In Re Z Trusts [2018] JRC 119, the latest instalment in the ongoing Z Trust litigation, the Royal Court was asked to determine the nature of the equitable rights of a former trustee and whether those rights take priority over the other claimants to the assets of an insolvent trust.

The questions before the Court arose as a result of the original trustee (the Original Trustee) having sought to rely on the contractual indemnities afforded to it upon its retirement - several years after having signed the Deed of Retirement and Appointment, the Original Trustee sought to claim reimbursement of £18million that it had incurred as a result of having settled proceedings that had been brought in England as against the former directors of a company within the trust structure. The former directors were employees of the Original Trustee and had thus been supplied by them. An allegation of vicarious liability was also made against the Original Trustee, in addition to a claim that it acted as a de facto and / or shadow director of the underlying company during the relevant period.
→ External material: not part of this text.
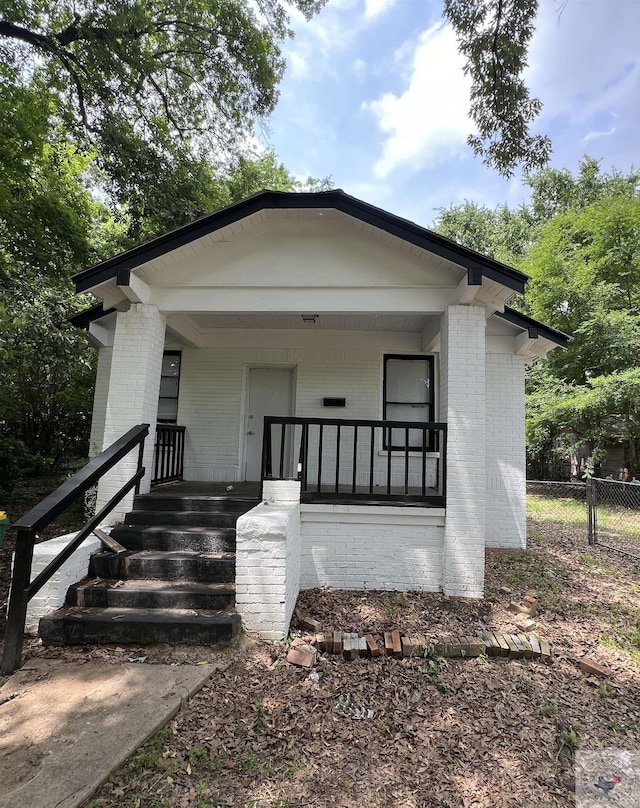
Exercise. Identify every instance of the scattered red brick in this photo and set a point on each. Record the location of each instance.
(303, 655)
(593, 668)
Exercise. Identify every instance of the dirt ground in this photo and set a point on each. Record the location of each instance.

As the trust was insolvent (that is to say, that the assets held on trust by the trustee were insufficient to meet the claims to those assets), the issue of priority was of great importance to the Original Trustee - had it been the priority creditor, it would have recovered all of the Trust's assets (assessed as being in the region of £6million), a far less significant shortfall than the £330,000 that it would recover were it required to share the assets of the trust pari passu with the other creditors.

The Law

Article 32 of the Trusts (Jersey) Law 1984 (as amended) (the Trusts Law) enshrines in statute a trustee's liability to third parties and, importantly, makes a distinction between those parties who know that they are dealing with a trustee in its capacity as trustee and those who do not. Article 32(1)(a) of the Trusts Law protects a trustee from personal liability where a party knows that they are dealing with a trustee in its capacity as trustee - in such circumstances, any claim that a creditor may have will only extend to the trust property. Conversely, pursuant to Article 32(1)(b) of the Trusts Law, if the other party does not know that the trustee is acting as trustee, any claim may be made against the trustee personally (albeit that the trustee will still have a right of recourse to the trust property by way of an indemnity).


That a trustee is entitled to be indemnified from the trust fund in respect of liabilities (whether existing, future, contingent or otherwise), costs and expenses reasonably incurred by it in connection with its trusteeship was not in dispute. It was accepted by all parties that this right to indemnification gives rise to an equitable lien in favour of the trustee, which takes priority over the interests of the beneficiaries of the trust; however, the Court held that such an equitable lien did not arise out of the relationship between a former trustee and its successors and as such, the Original Trustee had no greater claim to the trust assets than its successors. The Court acknowledged that it would be difficult for any successor trustee to accept that, in the event of the insolvency of the trust at some stage in the future, all and any liabilities that it had properly incurred in connection with the administration of the trust would rank behind those of the former trustee(s), essentially allowing its predecessors to "scoop the pot" - both were involved in the due administration of the trust and one has no better right to be indemnified than the other.

In determining the nature and extent of the a trustee's right of indemnity and associated equitable lien, the Royal Court considered what the position would have been prior to the introduction of the Trusts Law, specifically, Article 32, and noted that previously, creditors would have sued a trustee personally. In circumstances where the trustee was insolvent, trust creditors would have had the right to apply to be subrogated for the trustee, and stand in its place and enforce their claims against the trust assets to the extent that the trustee would be so entitled. If the trust assets were insufficient, the Court noted that it seemed that the claims of creditors would have ranked pari passu.

The Court held that there are good reasons for the claims of trust creditors to rank pari passu, not least because creating a temporal rule of priority between trust creditors would not be conducive to the good administration of trusts - it would be unfair for some creditors to be paid in full and for others not to be paid at all. The Court described Article 32 of the Trusts Law as an "innovation" to the pre-existing legislative regime, which introduced a legal distinction as between a trustee acting personally and a trustee acting as a fiduciary - provided that a party to any transaction or matter knows that the trustee is acting as a trustee, the trustee is afforded protection from personal liability. Article 32 does not operate so as prejudice Article 32(1)(a) creditors and afford a trustee priority over the trust assets for its personal liability to an Article 32(1)(b) creditor.